Ipsos' Inflation Tracker finds Gen X is the most likely to be cutting back.

Gen Xers are the most likely generation to scale back on transportation and entertainment-related expenses, while middle-income earners of all ages are the ones saving the most across categories.

That’s according to Ipsos Reid’s Inflation Tracker, which monitors the impact of inflation on consumer behavior, attitudes and emotions.

Among the latest findings are that while Gen Xers are keeping an eye on spending, it’s actually Gen Z that is doing more in terms of actively creating budgets and meeting with financial advisors.

In fact, 23% of Gen Zers are creating budgets, compared to 16% of their Gen X counterparts and 19% of their Millennial colleagues.

But at 25%, Gen Xers are doing the most to limit their entertainment activities to mitigate the impact of inflation, in comparison to just 15% of Boomers. Gen X is also most likely to cut back on travel, at 30%.

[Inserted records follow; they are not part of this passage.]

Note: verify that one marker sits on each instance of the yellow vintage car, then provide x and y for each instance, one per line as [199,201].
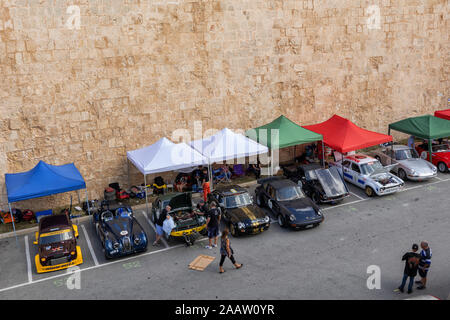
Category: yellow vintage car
[57,244]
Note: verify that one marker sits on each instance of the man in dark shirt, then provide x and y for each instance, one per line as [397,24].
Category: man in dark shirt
[160,222]
[424,264]
[411,265]
[212,225]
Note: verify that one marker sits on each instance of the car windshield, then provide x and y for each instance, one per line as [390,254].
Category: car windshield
[238,200]
[440,148]
[371,167]
[54,237]
[406,154]
[289,193]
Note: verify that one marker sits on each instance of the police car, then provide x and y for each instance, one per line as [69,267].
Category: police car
[369,174]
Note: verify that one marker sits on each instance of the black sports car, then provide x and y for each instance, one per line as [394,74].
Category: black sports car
[238,210]
[288,202]
[119,231]
[320,184]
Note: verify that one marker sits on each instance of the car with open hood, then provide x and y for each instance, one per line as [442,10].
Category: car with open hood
[56,239]
[119,231]
[238,210]
[288,203]
[410,165]
[440,155]
[188,222]
[369,174]
[322,185]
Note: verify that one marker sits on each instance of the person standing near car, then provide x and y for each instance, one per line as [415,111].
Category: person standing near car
[411,265]
[212,224]
[205,184]
[424,264]
[159,223]
[226,251]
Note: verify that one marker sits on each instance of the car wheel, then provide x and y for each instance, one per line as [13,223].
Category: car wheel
[442,167]
[258,200]
[316,198]
[369,191]
[402,174]
[233,230]
[281,221]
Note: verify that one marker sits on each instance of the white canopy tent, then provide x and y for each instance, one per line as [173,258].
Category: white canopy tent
[162,156]
[226,145]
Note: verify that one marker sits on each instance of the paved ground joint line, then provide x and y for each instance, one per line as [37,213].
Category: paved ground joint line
[154,228]
[27,251]
[90,245]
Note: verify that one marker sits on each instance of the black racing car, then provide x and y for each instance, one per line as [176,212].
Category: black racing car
[320,184]
[238,210]
[288,202]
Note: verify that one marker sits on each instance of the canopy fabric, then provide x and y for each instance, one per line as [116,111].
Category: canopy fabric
[43,180]
[289,134]
[164,155]
[425,127]
[444,114]
[226,145]
[344,136]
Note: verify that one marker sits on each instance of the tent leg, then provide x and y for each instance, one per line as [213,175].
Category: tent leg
[146,199]
[128,172]
[87,202]
[14,225]
[430,149]
[323,155]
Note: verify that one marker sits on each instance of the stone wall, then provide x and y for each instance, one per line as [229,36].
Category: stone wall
[86,80]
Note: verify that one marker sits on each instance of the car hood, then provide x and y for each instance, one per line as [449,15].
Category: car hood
[57,249]
[120,226]
[250,212]
[302,206]
[418,165]
[445,156]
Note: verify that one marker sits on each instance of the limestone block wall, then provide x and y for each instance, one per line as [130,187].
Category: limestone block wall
[84,81]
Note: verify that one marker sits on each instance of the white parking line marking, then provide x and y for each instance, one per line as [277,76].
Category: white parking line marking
[27,251]
[360,198]
[154,228]
[344,204]
[89,268]
[89,245]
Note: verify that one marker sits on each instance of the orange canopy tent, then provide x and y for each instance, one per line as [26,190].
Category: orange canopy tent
[444,114]
[344,136]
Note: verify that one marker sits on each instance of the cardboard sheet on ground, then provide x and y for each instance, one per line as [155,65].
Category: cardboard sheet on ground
[201,262]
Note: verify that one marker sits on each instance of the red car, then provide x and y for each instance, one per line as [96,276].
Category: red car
[440,156]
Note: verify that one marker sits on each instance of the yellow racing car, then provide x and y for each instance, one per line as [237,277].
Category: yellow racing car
[57,244]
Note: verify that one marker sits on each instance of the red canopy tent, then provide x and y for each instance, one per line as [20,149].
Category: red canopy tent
[343,135]
[444,114]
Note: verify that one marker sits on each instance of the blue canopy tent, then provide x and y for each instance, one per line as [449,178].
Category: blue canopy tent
[43,180]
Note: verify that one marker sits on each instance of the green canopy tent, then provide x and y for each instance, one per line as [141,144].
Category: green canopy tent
[282,133]
[425,127]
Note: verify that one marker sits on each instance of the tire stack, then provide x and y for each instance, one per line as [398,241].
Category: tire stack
[110,194]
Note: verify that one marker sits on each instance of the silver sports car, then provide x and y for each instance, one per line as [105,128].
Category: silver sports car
[410,165]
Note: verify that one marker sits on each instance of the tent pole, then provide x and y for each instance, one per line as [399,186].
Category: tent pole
[323,155]
[87,202]
[430,149]
[146,199]
[14,225]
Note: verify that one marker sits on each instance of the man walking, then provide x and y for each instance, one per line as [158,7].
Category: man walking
[212,225]
[159,223]
[424,264]
[411,265]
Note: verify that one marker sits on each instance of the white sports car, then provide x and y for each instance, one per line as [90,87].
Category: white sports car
[368,174]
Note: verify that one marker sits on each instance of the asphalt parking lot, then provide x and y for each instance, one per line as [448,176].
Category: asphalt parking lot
[327,262]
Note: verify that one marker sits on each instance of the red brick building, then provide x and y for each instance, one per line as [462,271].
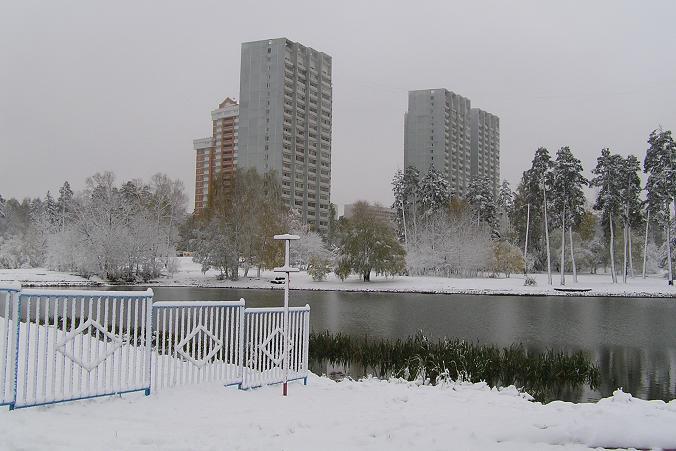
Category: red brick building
[216,156]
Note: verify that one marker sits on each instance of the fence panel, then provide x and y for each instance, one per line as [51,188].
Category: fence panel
[264,353]
[198,342]
[9,299]
[82,344]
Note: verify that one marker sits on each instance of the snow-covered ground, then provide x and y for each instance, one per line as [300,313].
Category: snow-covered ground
[190,274]
[366,415]
[38,277]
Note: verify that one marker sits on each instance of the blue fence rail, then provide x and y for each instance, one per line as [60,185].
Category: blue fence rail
[64,345]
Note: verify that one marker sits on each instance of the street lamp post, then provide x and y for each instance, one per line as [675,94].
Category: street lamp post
[287,269]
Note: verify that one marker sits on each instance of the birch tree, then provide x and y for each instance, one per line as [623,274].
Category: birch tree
[660,165]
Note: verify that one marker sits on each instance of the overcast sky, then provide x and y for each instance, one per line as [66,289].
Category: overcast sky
[89,86]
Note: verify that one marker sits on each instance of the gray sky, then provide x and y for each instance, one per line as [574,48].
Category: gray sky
[88,86]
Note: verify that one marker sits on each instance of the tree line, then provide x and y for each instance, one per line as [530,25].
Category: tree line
[131,231]
[124,232]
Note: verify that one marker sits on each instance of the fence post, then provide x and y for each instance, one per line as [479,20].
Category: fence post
[240,361]
[149,338]
[306,341]
[15,360]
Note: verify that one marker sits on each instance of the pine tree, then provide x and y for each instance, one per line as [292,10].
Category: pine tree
[568,200]
[64,203]
[531,197]
[51,209]
[506,198]
[405,187]
[660,165]
[632,209]
[608,180]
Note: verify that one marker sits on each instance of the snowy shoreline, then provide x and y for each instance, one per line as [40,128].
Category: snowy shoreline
[370,415]
[189,275]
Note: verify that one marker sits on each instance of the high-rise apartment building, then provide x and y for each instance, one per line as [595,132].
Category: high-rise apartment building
[285,122]
[216,156]
[437,133]
[442,130]
[486,147]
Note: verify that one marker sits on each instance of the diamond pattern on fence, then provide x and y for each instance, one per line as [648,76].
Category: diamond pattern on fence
[217,346]
[82,344]
[197,342]
[115,340]
[265,345]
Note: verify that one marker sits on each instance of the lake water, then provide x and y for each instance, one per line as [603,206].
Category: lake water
[632,340]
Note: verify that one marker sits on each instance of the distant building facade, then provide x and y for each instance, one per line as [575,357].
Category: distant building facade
[216,156]
[285,122]
[439,133]
[385,214]
[486,147]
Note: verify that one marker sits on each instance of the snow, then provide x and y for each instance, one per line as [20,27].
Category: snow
[189,274]
[366,415]
[39,277]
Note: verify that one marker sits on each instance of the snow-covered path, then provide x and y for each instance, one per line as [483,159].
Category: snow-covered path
[190,274]
[367,415]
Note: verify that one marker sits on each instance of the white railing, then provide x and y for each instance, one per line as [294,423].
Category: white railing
[9,300]
[82,344]
[264,351]
[62,345]
[198,342]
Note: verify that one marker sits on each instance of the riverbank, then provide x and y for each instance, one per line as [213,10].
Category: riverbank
[190,275]
[366,415]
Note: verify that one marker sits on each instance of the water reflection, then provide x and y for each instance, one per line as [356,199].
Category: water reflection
[632,340]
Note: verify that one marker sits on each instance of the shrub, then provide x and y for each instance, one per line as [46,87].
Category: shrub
[543,375]
[318,268]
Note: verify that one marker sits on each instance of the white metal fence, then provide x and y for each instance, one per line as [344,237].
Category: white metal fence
[264,351]
[82,344]
[61,345]
[9,300]
[198,342]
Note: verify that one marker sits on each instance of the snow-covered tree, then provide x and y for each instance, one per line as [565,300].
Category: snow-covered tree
[660,165]
[531,195]
[369,244]
[608,180]
[479,196]
[632,208]
[568,200]
[405,187]
[65,204]
[507,258]
[435,192]
[310,247]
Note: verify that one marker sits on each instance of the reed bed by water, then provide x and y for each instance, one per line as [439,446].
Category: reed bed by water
[544,375]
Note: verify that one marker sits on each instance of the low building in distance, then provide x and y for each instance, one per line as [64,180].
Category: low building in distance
[216,156]
[385,214]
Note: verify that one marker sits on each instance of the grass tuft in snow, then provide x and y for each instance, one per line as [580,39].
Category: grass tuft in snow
[544,375]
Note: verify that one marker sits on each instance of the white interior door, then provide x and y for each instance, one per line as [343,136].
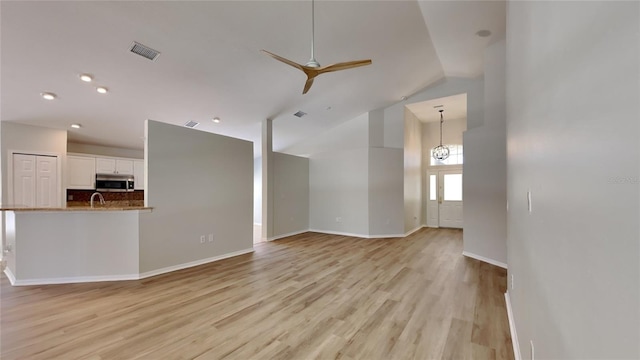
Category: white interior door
[450,198]
[24,180]
[35,181]
[47,181]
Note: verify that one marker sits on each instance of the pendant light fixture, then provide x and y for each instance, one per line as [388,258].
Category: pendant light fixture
[441,152]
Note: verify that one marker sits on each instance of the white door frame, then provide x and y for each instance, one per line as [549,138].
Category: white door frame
[435,170]
[9,168]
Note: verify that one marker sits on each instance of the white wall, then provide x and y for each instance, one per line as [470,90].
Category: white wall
[452,131]
[339,188]
[291,194]
[412,172]
[351,134]
[485,172]
[572,135]
[105,150]
[198,183]
[386,172]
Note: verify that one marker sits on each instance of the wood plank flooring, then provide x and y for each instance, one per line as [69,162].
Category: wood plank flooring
[311,296]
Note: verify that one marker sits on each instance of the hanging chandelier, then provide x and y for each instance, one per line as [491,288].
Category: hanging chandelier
[441,152]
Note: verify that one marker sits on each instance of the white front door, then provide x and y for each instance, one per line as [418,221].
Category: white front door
[444,198]
[47,181]
[450,209]
[432,199]
[35,181]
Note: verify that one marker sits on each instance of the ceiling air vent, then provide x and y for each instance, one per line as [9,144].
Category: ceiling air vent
[144,51]
[191,124]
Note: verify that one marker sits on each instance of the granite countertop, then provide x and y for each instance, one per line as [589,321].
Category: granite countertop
[74,208]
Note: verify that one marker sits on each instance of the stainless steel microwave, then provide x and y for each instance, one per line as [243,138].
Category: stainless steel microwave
[114,182]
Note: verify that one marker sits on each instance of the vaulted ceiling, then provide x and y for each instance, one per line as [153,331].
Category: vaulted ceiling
[210,64]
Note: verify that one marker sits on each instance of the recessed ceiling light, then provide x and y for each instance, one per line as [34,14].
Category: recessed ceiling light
[48,96]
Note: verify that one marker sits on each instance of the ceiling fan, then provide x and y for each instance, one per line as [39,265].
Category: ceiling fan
[312,68]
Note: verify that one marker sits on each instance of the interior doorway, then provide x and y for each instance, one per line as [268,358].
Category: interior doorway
[444,198]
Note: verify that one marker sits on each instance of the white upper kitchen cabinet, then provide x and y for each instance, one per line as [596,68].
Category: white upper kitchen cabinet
[114,166]
[35,181]
[138,174]
[81,172]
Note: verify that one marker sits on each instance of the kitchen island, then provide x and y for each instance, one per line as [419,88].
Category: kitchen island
[71,245]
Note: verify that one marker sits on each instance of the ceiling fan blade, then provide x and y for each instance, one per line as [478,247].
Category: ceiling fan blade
[307,85]
[286,61]
[343,66]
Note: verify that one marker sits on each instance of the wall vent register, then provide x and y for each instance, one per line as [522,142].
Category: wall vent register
[114,183]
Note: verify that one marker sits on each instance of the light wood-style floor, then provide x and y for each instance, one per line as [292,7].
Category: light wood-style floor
[303,297]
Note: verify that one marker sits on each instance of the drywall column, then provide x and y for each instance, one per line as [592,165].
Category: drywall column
[267,179]
[572,143]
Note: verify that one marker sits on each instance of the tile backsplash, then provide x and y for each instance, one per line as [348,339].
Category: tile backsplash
[112,199]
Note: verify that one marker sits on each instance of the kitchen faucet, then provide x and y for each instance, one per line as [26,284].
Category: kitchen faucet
[99,195]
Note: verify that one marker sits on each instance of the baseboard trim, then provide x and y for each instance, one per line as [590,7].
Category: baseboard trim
[287,235]
[380,236]
[412,231]
[484,259]
[167,269]
[512,327]
[10,276]
[72,280]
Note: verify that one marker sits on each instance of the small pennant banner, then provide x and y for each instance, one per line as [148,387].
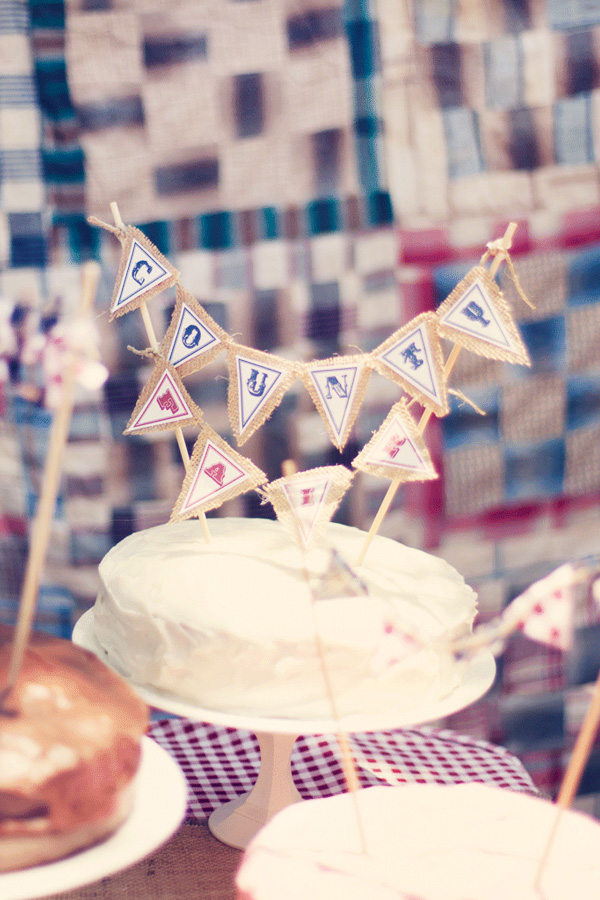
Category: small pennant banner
[337,387]
[216,474]
[143,272]
[257,383]
[193,338]
[412,357]
[163,404]
[397,450]
[476,316]
[305,501]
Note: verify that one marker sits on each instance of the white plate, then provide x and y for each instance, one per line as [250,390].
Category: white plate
[159,807]
[477,678]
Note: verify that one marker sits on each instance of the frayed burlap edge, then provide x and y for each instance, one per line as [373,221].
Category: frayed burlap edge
[254,476]
[397,473]
[195,416]
[289,373]
[126,236]
[274,492]
[201,360]
[479,345]
[337,362]
[430,322]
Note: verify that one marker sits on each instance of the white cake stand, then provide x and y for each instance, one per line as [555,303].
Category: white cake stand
[235,823]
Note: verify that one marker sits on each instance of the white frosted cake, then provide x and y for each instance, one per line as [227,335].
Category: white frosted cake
[423,842]
[230,624]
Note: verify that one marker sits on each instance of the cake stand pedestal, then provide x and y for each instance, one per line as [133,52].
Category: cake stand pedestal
[236,822]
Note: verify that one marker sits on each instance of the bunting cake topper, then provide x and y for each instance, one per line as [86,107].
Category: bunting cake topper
[163,404]
[477,317]
[337,387]
[306,501]
[397,450]
[216,473]
[412,357]
[143,271]
[193,338]
[257,383]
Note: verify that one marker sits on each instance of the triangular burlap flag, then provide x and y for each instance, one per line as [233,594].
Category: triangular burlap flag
[216,473]
[257,383]
[412,357]
[193,338]
[397,450]
[337,387]
[305,501]
[477,317]
[143,272]
[163,404]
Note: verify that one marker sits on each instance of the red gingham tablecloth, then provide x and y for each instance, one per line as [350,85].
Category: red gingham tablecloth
[221,763]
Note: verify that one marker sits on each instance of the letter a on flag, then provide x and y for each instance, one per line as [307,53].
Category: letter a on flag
[397,451]
[412,357]
[337,387]
[257,383]
[163,404]
[476,316]
[216,473]
[193,338]
[143,272]
[305,501]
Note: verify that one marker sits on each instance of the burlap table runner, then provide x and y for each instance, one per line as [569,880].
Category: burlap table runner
[193,864]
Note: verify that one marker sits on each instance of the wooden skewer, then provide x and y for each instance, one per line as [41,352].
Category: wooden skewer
[40,532]
[572,776]
[152,340]
[450,363]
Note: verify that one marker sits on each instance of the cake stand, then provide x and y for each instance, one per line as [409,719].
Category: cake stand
[235,823]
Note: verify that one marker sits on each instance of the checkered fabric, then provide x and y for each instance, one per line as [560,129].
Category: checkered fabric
[22,197]
[222,763]
[489,108]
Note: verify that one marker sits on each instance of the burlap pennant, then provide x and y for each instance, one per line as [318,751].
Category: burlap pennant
[164,403]
[257,383]
[193,338]
[306,501]
[337,387]
[412,357]
[216,474]
[143,272]
[397,450]
[477,317]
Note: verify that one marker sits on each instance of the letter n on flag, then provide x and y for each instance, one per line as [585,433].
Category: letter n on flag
[216,473]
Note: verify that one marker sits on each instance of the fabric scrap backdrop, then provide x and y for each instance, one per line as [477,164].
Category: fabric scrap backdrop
[319,172]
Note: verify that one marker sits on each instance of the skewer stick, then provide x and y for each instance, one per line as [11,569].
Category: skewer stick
[40,533]
[152,340]
[505,244]
[572,776]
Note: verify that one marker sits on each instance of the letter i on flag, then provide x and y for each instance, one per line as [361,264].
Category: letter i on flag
[163,404]
[193,338]
[306,501]
[477,317]
[412,357]
[337,387]
[257,383]
[216,474]
[397,450]
[143,272]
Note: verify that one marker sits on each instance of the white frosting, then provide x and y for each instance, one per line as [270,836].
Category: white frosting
[423,842]
[230,624]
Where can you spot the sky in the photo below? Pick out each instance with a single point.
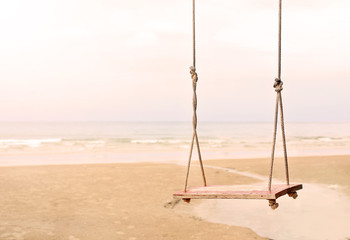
(113, 60)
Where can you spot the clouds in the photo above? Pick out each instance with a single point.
(132, 59)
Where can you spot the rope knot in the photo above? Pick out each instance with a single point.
(194, 75)
(278, 85)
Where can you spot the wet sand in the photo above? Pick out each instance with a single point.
(133, 201)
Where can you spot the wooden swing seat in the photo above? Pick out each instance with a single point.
(237, 192)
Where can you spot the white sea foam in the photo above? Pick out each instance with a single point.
(27, 142)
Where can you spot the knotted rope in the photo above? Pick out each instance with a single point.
(278, 88)
(194, 77)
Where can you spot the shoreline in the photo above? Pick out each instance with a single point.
(131, 200)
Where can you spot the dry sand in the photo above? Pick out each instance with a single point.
(129, 201)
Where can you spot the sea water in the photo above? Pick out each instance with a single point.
(93, 142)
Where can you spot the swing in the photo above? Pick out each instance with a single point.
(271, 192)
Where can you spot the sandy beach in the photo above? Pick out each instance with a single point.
(132, 201)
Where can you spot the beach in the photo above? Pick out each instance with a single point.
(134, 200)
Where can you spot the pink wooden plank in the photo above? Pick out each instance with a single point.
(229, 192)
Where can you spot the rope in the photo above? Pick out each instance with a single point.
(278, 88)
(194, 77)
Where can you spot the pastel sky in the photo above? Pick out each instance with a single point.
(114, 60)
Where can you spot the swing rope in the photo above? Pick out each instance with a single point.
(194, 77)
(278, 88)
(279, 106)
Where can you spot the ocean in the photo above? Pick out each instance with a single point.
(107, 142)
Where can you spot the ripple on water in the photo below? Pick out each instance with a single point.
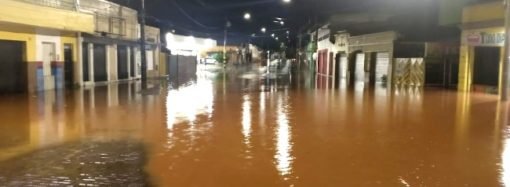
(78, 164)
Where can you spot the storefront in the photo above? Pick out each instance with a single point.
(370, 58)
(482, 48)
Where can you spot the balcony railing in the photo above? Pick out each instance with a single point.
(110, 18)
(60, 4)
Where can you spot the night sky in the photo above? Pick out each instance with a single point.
(207, 18)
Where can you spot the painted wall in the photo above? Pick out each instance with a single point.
(17, 12)
(476, 13)
(72, 39)
(483, 12)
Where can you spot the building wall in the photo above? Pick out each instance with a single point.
(112, 19)
(471, 37)
(153, 37)
(17, 12)
(483, 12)
(376, 42)
(72, 39)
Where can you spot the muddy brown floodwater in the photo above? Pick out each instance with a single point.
(239, 129)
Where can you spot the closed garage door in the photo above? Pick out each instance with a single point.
(100, 74)
(13, 77)
(381, 67)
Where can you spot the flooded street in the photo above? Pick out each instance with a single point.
(243, 129)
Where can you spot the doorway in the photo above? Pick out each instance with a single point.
(100, 73)
(48, 58)
(486, 69)
(12, 67)
(85, 62)
(68, 65)
(122, 62)
(360, 68)
(132, 62)
(382, 62)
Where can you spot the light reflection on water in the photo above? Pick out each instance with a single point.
(283, 139)
(505, 172)
(197, 136)
(246, 121)
(186, 103)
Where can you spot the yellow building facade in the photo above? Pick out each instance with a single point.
(482, 48)
(38, 42)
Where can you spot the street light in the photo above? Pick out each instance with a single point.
(247, 16)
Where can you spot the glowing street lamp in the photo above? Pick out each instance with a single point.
(247, 16)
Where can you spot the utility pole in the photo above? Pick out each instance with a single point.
(227, 25)
(142, 46)
(225, 47)
(506, 61)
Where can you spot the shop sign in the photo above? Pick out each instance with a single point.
(485, 39)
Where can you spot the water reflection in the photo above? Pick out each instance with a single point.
(283, 155)
(246, 121)
(186, 103)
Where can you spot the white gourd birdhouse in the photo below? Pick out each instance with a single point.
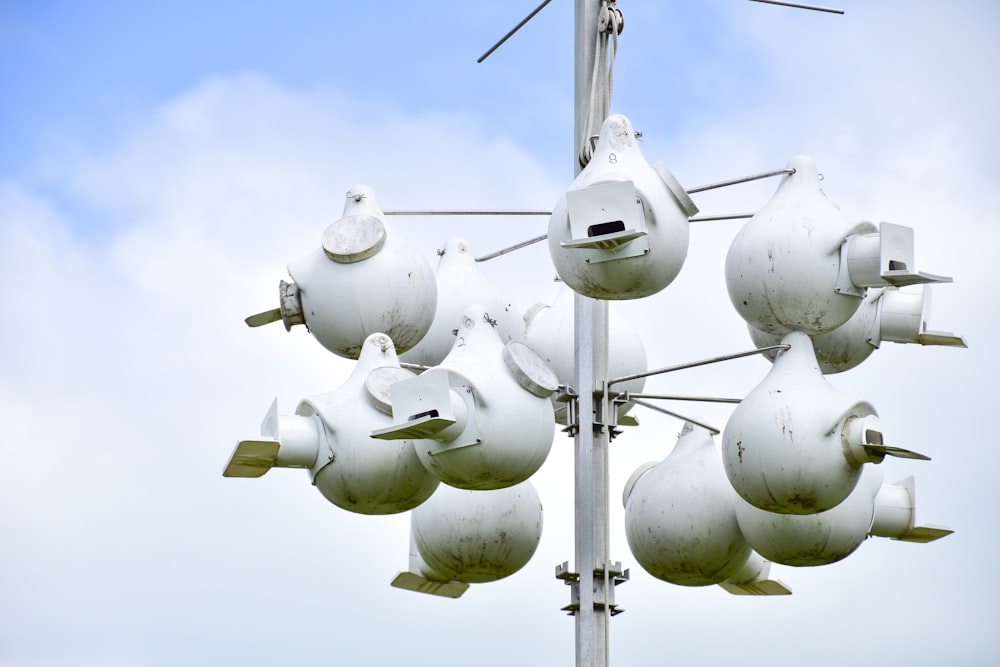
(482, 419)
(872, 509)
(813, 539)
(680, 518)
(364, 279)
(329, 434)
(461, 284)
(621, 231)
(550, 334)
(461, 537)
(783, 266)
(795, 444)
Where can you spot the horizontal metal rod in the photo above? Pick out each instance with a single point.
(799, 6)
(416, 367)
(522, 244)
(694, 364)
(657, 408)
(513, 30)
(628, 396)
(465, 212)
(745, 179)
(725, 216)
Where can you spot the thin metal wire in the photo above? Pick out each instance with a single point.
(509, 34)
(745, 179)
(800, 6)
(537, 212)
(657, 408)
(512, 248)
(694, 364)
(628, 396)
(725, 216)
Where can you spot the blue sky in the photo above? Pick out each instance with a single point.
(161, 163)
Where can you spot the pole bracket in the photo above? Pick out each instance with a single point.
(604, 597)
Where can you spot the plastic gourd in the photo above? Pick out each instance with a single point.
(621, 231)
(783, 266)
(680, 519)
(482, 419)
(329, 434)
(460, 284)
(813, 539)
(462, 537)
(795, 445)
(872, 509)
(364, 279)
(550, 334)
(898, 315)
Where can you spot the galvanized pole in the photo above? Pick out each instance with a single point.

In fact, Boomers seem to be showing the most complacency in the face of near four-decade-long inflation highs. According to the Inflation Tracker, 50% of Boomers are doing none of the aforementioned spend mitigations, compared with 40% of Gen Z/Gen X and 38% of millennials who aren’t making changes. Among those that are looking to save, travel seems to be the most common place they look, at 27%.

Cancelling some kind of subscription service is the least popular place to save money across generations: 16% of Gen Z, 13% of Millennials and 14% of Gen X say they are open to doing so.

The data reveals 24% of medium- and low-income Canadians expect to spend less on clothing, footwear and accessories in the month ahead.

However, it’s spending on food that’s revealing the biggest gulf: Lower income earners are the ones really reeling from heightened food prices and their net spending downgrade of 19% is greatly outpacing high income earners (2%).

But overall, it’s medium-income earners that are downshifting their spends most. They are dialing back food/ordering-in expenses (28%, versus 19% for low income and 25% for high income), electronics (18%, versus 10% low income and 9% for high income) and alcohol consumption (17%, versus 15% for low income and 9% for high income).